Franklin County Commissioners voted today to adjust the local sales and use tax by a half-cent, effective October 1, 2005.
The half-penny increase is expected to generate about $88 million annually. $44 million of that amount will be designated to restore the county’s cash reserve balance, and the quarter-penny which generates that amount will be retired December 31, 2007.
The other quarter-cent will continue to support operating needs including law enforcement, public safety and security, and essential services.
Commissioners said that they would still need to cut four percent, or $12 million, for their 2006 budget to balance, as required by law.
The commissioners’ action means the county’s sales tax rate will move from 6.25 percent to 6.75 percent. Franklin County becomes one of 11 other counties in the state to change its local or “piggyback” sales tax this year. Two more counties are considering changes.

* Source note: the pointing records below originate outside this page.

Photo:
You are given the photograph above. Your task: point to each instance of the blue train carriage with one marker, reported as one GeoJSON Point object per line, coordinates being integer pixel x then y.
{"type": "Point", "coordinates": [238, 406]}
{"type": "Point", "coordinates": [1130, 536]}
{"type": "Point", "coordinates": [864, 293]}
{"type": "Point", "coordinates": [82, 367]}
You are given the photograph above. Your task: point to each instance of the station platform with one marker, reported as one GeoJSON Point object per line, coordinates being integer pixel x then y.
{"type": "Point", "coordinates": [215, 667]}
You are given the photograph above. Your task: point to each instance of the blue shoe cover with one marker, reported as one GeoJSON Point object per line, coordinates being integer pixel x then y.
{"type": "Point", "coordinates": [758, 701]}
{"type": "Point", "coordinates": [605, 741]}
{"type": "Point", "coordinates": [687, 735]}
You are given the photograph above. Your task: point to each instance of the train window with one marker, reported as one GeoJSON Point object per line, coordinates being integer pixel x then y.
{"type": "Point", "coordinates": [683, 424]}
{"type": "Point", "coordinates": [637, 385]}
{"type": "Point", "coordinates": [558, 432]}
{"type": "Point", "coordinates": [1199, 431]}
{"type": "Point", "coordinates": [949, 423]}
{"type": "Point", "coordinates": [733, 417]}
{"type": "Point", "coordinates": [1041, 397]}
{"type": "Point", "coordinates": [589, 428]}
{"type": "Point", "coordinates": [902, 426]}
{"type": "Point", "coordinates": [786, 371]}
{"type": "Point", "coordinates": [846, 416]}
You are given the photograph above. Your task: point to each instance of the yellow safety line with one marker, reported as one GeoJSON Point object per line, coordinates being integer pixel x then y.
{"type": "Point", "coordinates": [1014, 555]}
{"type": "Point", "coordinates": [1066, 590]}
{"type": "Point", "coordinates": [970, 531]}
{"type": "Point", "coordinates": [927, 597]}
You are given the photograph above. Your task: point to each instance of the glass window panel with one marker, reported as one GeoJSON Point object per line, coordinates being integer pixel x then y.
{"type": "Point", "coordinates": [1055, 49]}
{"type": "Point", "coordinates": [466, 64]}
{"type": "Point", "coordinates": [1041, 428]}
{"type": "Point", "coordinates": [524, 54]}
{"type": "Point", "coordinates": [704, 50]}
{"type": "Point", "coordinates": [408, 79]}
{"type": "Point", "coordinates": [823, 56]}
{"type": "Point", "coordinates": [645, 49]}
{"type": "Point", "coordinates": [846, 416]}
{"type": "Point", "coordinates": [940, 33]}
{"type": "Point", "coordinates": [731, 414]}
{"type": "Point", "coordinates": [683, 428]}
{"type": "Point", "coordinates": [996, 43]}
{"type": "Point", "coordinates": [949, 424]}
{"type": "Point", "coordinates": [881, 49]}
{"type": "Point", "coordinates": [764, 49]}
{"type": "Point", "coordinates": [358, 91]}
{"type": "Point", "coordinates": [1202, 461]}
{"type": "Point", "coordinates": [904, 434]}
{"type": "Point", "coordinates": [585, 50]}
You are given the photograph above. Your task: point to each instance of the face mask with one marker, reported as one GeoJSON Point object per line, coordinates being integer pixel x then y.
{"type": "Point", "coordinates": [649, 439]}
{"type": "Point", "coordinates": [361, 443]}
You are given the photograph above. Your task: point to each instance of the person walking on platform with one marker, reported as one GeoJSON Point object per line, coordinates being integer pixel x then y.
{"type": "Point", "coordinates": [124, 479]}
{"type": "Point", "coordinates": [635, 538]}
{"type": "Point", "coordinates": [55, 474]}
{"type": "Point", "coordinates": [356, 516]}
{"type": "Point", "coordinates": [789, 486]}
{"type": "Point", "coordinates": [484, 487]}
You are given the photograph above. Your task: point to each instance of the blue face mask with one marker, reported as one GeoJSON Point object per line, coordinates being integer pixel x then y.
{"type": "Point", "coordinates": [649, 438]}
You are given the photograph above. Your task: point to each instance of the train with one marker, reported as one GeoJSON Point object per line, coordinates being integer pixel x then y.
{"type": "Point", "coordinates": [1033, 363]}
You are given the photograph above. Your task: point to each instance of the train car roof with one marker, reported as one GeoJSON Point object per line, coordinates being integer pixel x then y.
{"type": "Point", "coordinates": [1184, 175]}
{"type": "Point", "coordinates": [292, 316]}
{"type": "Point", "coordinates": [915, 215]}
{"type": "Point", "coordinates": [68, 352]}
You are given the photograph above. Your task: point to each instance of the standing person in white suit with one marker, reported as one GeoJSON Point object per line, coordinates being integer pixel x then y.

Commissioners Mary Jo Kilroy and Paula Brooks voted in support of the measure; Commissioner Dewey Stokes voted against it.
Commissioner Kilroy, President of the Board of Commissioners, said “This is a very serious budget situation; one which could jeopardize our safety and security, as well as our bond and credit ratings.”
The sales tax rate in Franklin County has not been changed since 1985.
County Administrator Don Brown said that, without any change in the sales tax, cuts of 20 percent would have to be made in order to balance the budget. Several county elected officials, including the Prosecutor, Sheriff, and Judges testified during public hearings earlier in the week that the recommended cuts of eight percent would result in lay-offs in their offices.